Zeitschrift für Palliativmedizin 2012; 13 - A14
DOI: 10.1055/s-0032-1322904

Arbeit=Kraft x Weg? – Stellenwert der Selbstfürsorge

S Jünger 1
  • 1Universitätsklinikum Bonn, Klinik für Palliativmedizin, Bonn, Germany

Die Definition der Palliativversorgung beinhaltet den Anspruch der ganzheitlichen Fürsorge für den Patienten und seine Angehörigen. Behandler machen jedoch häufig die Erfahrung, dass hoher Einsatz für dieses Ideal nicht in angemessenem Verhältnis zur Versorgungsrealität steht.
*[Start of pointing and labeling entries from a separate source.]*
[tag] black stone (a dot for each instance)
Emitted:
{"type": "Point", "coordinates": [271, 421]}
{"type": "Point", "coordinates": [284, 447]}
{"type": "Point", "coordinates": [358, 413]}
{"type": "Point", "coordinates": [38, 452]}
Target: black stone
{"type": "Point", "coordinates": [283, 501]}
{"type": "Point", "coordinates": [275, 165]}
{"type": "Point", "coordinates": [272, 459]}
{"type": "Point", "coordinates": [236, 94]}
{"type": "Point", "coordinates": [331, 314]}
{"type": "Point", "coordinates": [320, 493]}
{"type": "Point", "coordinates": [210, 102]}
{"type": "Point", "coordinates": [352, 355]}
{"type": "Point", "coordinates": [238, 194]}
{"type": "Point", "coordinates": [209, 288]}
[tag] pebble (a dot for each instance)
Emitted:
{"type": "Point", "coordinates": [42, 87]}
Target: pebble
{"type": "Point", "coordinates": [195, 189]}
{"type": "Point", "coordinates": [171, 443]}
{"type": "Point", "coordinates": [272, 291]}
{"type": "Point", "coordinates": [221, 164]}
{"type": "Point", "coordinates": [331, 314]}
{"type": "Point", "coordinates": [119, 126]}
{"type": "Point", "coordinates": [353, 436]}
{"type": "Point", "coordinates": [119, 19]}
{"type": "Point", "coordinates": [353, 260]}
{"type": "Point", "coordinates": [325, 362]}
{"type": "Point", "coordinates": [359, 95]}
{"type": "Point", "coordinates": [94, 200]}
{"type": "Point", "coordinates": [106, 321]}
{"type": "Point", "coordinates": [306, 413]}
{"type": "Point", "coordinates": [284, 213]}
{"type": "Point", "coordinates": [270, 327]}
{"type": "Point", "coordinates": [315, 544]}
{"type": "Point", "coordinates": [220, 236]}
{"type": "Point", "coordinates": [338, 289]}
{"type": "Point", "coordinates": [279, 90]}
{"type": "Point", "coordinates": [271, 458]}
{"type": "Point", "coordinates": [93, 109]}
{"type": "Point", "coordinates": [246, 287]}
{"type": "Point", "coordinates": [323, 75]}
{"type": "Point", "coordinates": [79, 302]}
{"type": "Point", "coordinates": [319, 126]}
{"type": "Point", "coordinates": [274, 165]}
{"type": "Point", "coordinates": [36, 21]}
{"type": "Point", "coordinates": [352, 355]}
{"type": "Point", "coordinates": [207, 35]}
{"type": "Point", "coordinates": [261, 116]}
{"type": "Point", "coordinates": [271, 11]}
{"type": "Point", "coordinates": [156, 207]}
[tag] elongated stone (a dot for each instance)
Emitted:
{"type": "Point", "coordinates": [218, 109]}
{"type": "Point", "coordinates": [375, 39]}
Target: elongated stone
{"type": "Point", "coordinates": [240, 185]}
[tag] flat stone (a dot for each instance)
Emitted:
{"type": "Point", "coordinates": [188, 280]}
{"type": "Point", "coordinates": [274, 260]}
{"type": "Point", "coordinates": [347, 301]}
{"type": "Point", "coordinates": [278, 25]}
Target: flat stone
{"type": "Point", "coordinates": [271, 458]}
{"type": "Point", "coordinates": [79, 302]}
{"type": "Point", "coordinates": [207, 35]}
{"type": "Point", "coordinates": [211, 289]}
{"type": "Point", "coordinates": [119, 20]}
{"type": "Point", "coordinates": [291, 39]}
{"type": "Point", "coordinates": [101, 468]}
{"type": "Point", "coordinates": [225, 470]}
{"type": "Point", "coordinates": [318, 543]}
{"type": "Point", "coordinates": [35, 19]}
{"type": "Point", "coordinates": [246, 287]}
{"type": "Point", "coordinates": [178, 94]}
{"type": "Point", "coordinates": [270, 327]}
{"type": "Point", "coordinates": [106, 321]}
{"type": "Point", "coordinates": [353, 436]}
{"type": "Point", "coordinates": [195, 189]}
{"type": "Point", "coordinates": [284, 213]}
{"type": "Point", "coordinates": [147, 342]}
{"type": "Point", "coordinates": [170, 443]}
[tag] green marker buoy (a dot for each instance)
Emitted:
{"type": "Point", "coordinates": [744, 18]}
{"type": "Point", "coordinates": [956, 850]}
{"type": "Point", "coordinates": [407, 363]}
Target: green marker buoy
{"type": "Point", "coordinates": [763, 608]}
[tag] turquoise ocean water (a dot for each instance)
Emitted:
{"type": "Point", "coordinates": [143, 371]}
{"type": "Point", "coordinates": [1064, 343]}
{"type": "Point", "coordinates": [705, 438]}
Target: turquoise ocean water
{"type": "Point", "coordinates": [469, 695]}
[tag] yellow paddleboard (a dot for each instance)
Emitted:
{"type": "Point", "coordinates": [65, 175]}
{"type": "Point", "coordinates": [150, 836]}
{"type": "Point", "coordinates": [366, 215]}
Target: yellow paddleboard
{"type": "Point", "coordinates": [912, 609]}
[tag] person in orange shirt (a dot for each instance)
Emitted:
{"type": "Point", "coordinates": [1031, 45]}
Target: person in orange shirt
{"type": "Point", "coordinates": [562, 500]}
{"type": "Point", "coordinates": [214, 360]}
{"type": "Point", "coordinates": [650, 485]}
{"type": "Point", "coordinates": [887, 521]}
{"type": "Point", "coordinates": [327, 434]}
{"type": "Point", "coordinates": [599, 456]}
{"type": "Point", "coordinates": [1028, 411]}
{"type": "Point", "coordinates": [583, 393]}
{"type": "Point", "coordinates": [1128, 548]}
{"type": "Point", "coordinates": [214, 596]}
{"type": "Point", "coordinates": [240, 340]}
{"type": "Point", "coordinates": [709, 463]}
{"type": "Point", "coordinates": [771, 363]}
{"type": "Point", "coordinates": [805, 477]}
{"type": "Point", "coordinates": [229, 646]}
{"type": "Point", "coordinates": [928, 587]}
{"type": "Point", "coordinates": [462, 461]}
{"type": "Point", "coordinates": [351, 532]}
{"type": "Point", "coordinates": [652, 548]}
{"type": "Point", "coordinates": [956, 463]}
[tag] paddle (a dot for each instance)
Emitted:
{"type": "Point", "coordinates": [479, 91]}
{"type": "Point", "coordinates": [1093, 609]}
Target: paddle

Insbesondere vor dem Hintergrund der sich verändernden Hospiz- und Palliativlandschaft mit einem wachsenden Maß an Professionalisierung, Spezialisierung und auch Kommerzialisierung stehen Behandler vor der Herausforderung, Erschöpfungsfallen in ihrem Arbeitsumfeld konstruktiv zu begegnen.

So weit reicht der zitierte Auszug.